The efficiency of promptly releasing security alerts of established
analysis centers has been greatly challenged by the continuous
emergence of various large scale network attacks, such as fast
worms. With a limited number of sensors deployed over the Internet and
a long attack verification period, when the alert is released by
analysis centers, the best time to stop the attack may have passed. On
the other hand, (1) most of the past large scale attacks targeted known vulnerabilities, and (2) today numerous Internet systems have integrated detection tools, such as virus detection software and intrusion detection systems (IDS), the power of which could be harnessed to defend against large scale attacks.

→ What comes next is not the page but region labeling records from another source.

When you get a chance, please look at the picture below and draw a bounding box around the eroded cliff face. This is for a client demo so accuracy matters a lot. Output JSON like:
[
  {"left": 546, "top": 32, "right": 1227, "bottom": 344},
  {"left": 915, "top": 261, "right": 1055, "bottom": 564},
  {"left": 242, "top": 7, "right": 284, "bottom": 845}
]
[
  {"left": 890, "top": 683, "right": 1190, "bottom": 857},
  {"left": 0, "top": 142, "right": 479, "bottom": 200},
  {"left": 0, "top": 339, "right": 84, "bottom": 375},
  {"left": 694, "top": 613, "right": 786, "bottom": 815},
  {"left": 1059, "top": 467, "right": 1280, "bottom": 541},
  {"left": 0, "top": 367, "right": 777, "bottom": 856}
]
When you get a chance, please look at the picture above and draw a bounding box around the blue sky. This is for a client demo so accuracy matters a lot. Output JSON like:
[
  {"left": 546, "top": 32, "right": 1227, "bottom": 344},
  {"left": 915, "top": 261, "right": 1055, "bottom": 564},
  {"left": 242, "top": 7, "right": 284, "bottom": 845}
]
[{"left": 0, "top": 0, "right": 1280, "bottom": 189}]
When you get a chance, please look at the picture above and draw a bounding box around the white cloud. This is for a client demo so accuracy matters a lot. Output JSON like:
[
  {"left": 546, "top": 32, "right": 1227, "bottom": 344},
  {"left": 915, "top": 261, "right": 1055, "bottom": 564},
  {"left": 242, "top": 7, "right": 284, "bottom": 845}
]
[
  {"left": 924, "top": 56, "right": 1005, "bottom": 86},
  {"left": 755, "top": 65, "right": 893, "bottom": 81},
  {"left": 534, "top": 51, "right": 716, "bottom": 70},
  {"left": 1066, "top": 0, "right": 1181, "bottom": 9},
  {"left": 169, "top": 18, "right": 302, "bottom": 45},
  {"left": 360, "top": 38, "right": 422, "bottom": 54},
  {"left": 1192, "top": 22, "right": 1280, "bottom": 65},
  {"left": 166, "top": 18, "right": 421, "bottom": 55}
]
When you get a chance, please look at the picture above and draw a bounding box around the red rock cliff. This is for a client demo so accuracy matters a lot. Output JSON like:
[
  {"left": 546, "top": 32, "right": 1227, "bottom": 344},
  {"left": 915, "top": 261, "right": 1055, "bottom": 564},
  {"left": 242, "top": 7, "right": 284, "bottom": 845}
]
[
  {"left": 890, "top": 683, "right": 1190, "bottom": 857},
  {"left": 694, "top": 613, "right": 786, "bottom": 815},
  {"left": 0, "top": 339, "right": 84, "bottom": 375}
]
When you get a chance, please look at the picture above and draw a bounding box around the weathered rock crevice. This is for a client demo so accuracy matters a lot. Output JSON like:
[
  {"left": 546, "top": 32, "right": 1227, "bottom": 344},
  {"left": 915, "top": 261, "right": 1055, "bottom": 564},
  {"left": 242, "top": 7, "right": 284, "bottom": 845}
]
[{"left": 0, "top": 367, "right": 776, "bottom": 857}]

In this paper, we propose V-COPS, a distributed and vulnerability-based cooperative alert system by leveraging
existing independent local attack detection systems. V-COPS is
capable of promptly propagating genuine alerts with critical
vulnerability information, based on which relevant stakeholders
can take preventive actions in time. The effectiveness of V-COPS
is achieved through the following designs: 1) V-COPS actively distributes alerts with vulnerability information, which
can lead prompt response of alert receivers with patches or
network filters by tools like Shield; 2) V-COPS
applies hierarchical alert aggregation during alert distribution
to efficiently filter out false positives from local detection
systems; 3) V-COPS relies on a hybrid alert propagation mechanism
to quickly and scalably propagate alerts to participants; 4)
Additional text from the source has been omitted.